Date of Award

2021

Document Type

Dissertation

Degree Name

Philosophy (Ph.D)

Department

Pharmaceutical Sciences

First Advisor

Blase Billack

Second Advisor

Zhe-Sheng Chen

Third Advisor

Sandra Reznik

Abstract

Colorectal cancer is the third leading cause of cancer related deaths in the United States. Currently, irinotecan, a topoisomerase I inhibitor, is an important anticancer drug approved for patients with advanced or recurrent colorectal cancer.
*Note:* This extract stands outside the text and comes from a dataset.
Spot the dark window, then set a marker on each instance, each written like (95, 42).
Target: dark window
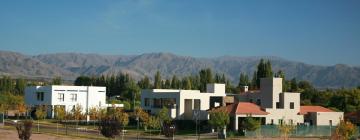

Considering the low response rate and the events of high toxicity caused by irinotecan, we evaluated a series of thirteen thiazolyl hydrazone derivatives of 1-indanone for their potential antineoplastic activity and four compounds showed promising anticancer activity against most of the tested colon cancer cell lines with IC50 values ranging from 0.41 ± 0.19 to 6.85 ± 1.44 μM. It is noteworthy that the compound, N-Indan-1-ylidene-N'-(4-Biphenyl-4-yl-thiazol-2-yl)-hydrazine (ITH-6) is found to be more effective than irinotecan against p53 mutant colon cancer cells, HT-29, COLO 205, and KM 12 than p53 wild-type colon cancer cell line such as HCT 116. Mechanistic studies reveal that ITH-6 arrests these cancer cell lines in G2/M phase of the cell cycle, induces apoptosis, and causes an increase in ROS level with a significant reduction in the GSH level. The cell cycle arrest is related to the inhibition of tubulin polymerization in the mitotic phase. Moreover, ITH-6 inhibits the expression of NF-kB p65 and Bcl-2, which proves its cytotoxic action. The downregulation of NF-kB p65 can be further proved by immunofluorescence. Moreover, CRISPR/Cas9 was applied to establish NF-kB p65 gene knockout HT-29 cell model to validate the target of ITH-6. In addition, ITH-6 significantly decreased tumor size, growth rate and tumor volume in mice bearing HT-29 and KM 12 tumor xenografts. Overall, the results suggest that ITH-6 could be a potential anticancer drug candidate for p53 mutant colon cancers.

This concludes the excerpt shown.